В трудах Я. А. Коменского, а в дальнейшем И. Г Песталоцци, Ф. А. Дистервега, В. И. Белинского, Н. И. Пирогова, К. Д. Ушинского и других прослеживается неразрывная линия создания и усовершенствования оценочной системы, исходя из демократических начал организации школы и народного образования в целом. Эта работа сопровождалась острой критикой схоластической школы, господствовавшей в ней муштры, неуважения к личности ребенка, насильственного принуждения его к учению.
Чем больше школа обращалась к гуманистическим и демократическим формам обучения и чем решительнее отказывалась от крайних принудительных мер, тем больше усиливалось социальное значение отметок. Полностью же отказаться от палки в воспитании (хотя и считая ее неприемлемой в обучении) не смог даже основоположник научной педагогики Я. А. Коменский.
Отметки, получив свое дальнейшее развитие в практике буржуазной школы, приспособились к маскированию педагогических дефектов и мнимых успехов, оправдывая несовершенство обучения якобы неспособностью детей или неизбежно присущей им ленью к учению. Посредством отметок, наряду с другими мерами воздействия, регулировалась жизнь ученика как в школе, так и вне школы, особенно в семье.

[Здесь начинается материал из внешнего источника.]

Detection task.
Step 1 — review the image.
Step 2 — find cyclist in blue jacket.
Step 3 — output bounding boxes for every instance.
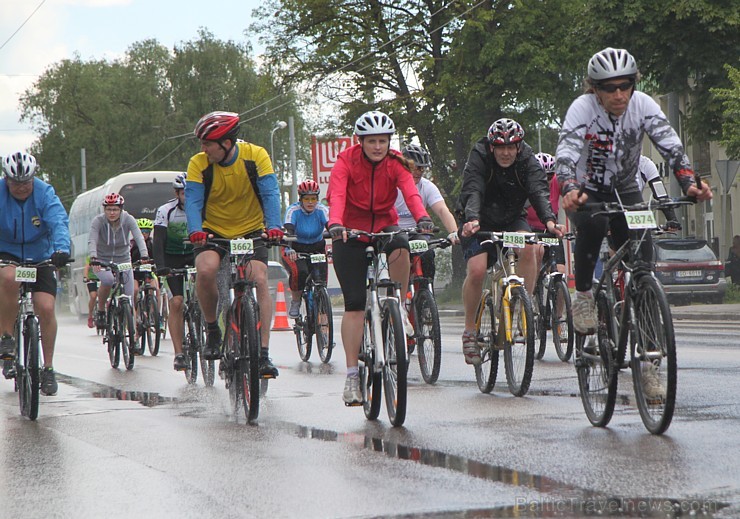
[0,152,70,396]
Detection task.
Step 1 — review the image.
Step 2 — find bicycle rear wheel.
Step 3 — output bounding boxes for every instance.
[473,294,499,393]
[549,278,575,362]
[360,310,383,420]
[313,286,334,364]
[631,275,678,434]
[293,292,312,362]
[413,289,442,384]
[502,286,535,396]
[16,317,41,420]
[381,299,408,427]
[574,291,619,427]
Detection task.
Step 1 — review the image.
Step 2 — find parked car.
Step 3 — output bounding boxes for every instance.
[654,238,727,303]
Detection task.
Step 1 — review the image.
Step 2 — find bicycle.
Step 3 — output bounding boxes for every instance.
[345,229,408,427]
[90,259,138,370]
[283,242,334,364]
[0,260,71,420]
[474,231,538,396]
[575,197,694,434]
[169,267,216,387]
[134,263,162,357]
[533,233,575,362]
[404,238,452,384]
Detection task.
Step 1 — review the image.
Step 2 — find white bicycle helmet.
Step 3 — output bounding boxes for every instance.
[355,110,396,136]
[3,151,36,182]
[588,47,637,82]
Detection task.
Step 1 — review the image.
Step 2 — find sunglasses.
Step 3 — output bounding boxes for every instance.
[596,81,635,94]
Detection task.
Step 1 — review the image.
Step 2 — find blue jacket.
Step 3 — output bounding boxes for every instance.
[0,178,70,262]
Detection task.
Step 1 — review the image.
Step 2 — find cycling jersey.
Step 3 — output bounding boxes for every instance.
[327,144,429,232]
[185,142,280,238]
[0,178,70,262]
[285,202,329,245]
[396,177,444,229]
[556,91,694,195]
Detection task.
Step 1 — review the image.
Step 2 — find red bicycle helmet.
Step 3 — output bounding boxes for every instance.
[193,112,239,141]
[298,180,321,196]
[103,193,123,207]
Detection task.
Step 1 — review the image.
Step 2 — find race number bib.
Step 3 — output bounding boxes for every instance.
[409,240,429,254]
[229,238,254,256]
[624,211,658,229]
[504,232,525,249]
[15,267,36,283]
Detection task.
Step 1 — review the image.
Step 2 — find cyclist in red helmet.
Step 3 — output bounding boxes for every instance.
[185,112,283,378]
[281,180,329,319]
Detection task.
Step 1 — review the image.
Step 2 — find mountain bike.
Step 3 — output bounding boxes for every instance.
[283,245,334,364]
[404,238,452,384]
[347,229,408,427]
[90,259,137,370]
[134,263,162,357]
[575,197,694,434]
[0,260,69,420]
[533,234,575,362]
[169,267,216,387]
[474,231,538,396]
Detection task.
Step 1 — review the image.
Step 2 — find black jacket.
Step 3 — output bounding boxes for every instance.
[457,137,557,230]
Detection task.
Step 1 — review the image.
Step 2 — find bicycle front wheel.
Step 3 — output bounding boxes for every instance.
[414,290,442,384]
[313,286,334,364]
[630,275,678,434]
[381,299,408,427]
[474,294,499,393]
[574,291,619,427]
[549,278,575,362]
[502,286,535,396]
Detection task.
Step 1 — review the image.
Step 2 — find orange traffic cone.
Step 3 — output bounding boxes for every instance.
[272,281,293,331]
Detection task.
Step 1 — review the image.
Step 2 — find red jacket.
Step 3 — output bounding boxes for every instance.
[327,144,428,232]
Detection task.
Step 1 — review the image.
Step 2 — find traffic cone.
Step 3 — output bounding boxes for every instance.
[272,281,293,331]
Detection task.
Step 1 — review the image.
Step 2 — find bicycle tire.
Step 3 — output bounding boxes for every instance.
[473,293,499,394]
[501,286,535,396]
[359,310,383,420]
[118,299,137,371]
[548,278,575,362]
[313,286,334,364]
[413,289,442,384]
[236,294,261,423]
[293,292,311,362]
[630,275,678,434]
[574,290,619,427]
[16,316,41,420]
[142,289,162,357]
[381,299,408,427]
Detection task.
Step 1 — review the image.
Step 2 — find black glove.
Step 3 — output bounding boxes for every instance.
[51,250,69,269]
[329,223,347,240]
[416,216,434,232]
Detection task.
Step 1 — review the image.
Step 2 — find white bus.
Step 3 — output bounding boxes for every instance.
[69,171,182,316]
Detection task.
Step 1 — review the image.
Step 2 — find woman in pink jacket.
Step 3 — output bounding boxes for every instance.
[327,111,433,405]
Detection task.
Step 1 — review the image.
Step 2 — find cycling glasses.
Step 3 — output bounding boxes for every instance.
[596,80,635,94]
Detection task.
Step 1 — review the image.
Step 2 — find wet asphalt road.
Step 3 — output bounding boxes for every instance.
[0,317,740,518]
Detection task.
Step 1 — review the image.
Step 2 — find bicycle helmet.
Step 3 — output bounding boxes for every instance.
[172,173,188,189]
[103,193,123,207]
[588,47,637,82]
[355,110,396,136]
[401,144,432,168]
[136,218,154,231]
[535,153,555,175]
[193,112,239,142]
[298,180,321,196]
[3,151,36,182]
[488,118,524,146]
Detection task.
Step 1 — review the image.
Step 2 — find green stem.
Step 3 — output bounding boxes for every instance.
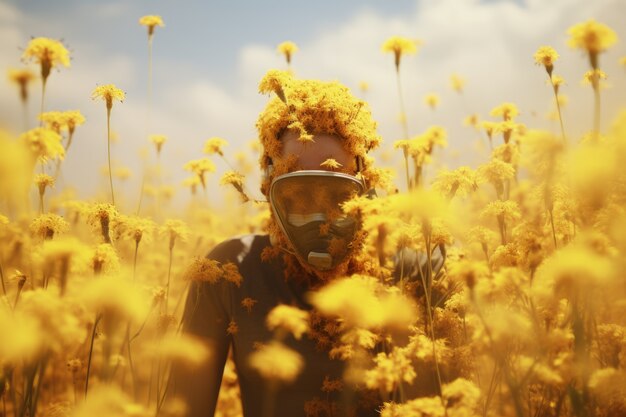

Разнообразные формы отметок, баллов, тестов стали важным педагогическим инструментом узаконивания социального неравенства через предопределение «интеллектуальной развитости» или «отсталости», «неспособности» детей и соответствующего отбора их в классы для «одаренных» или «неразвитых». Буржуазная сущность тестирования учащихся раскрыта в научных исследованиях многих авторов [81].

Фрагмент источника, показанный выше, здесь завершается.